I took my tiel to the normal vets in town over a month ago now where he had an antibiotic injection just in case of an infection because he had a seed husk in his eye, that night he started vomiting so I brought him inside to keep warm, he vomitted for a little over 24hours. When the antibiotics wore off he looked like he was getting better so I put his mate back in with him and he perked up and started his singing again. He was seperated in a room with another tiel and red collared lorikeet (we don't have many rooms in the house and they are small)

I decided to take him for an hour and half drive to an avian vet to be sure, because he would shiver when it got cold, has red, watery swollen eyes and a red nose. The vet said he would have been vomiting because the dosage he had was to much and that he looks like he has a sinus infection and worst case may be Psittacosis so they gave me a broad spectrum antibiotic for 7 days in his water and said if his eyes didn't get better to take him back in. So I took him back in he had a swab test done for it and came back negative. The vet said to leave him be and if he got worse to take him back again. So Yesterday I took him back and they said the symptoms are still pointing to Psittacosis and that from the colour of the urine part of his poop he has liver problems.
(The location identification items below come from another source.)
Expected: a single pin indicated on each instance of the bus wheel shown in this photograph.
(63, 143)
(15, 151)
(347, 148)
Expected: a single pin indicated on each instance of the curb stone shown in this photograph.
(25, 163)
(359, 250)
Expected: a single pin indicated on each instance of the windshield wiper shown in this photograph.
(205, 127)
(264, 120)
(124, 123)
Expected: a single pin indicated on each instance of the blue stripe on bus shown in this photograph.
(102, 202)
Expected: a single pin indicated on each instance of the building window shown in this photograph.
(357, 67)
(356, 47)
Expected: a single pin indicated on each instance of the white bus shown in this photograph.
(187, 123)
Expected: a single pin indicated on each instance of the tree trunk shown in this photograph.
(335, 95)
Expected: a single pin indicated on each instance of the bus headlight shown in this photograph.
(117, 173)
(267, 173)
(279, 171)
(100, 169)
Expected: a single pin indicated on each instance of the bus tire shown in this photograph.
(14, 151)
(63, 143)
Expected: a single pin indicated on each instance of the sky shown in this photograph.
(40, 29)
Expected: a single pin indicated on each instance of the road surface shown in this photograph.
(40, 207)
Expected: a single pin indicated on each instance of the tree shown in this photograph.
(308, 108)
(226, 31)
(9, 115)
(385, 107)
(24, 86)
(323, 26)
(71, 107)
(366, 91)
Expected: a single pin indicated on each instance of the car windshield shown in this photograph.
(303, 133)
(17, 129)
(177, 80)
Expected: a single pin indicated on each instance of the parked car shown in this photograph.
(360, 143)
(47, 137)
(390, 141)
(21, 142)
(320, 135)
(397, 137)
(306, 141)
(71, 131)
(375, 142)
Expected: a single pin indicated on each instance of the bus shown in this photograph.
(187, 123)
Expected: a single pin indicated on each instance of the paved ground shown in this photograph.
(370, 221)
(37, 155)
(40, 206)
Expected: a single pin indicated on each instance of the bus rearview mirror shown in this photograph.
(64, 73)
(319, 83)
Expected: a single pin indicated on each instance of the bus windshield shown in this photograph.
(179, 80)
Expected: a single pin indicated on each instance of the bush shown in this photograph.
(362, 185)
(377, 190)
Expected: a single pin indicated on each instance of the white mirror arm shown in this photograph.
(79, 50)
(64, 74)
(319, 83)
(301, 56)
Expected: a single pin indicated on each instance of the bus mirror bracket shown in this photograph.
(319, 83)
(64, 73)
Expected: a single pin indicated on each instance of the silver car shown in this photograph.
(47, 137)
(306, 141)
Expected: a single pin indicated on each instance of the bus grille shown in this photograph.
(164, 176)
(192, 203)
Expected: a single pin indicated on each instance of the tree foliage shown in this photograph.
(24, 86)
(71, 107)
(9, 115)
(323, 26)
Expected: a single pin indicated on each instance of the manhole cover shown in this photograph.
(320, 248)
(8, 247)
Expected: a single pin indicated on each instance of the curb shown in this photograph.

I now have some antibiotic for his water to treat him for 45 days and his mate. The vet didn't say to treat the others and that Lorikeets don't get it as easy, with the reading I've been doing birds can die without showing symptoms and stress from molting could trigger it, my other tiel in the same room is molting right now so I'm getting worried.

My question is should I give the tiel and lorikeet in the same room the treatment? Also I have tiels, galahs and a corella in aviaries outside, the corella being maybe 5 or more metres away from the others, should I treat them to?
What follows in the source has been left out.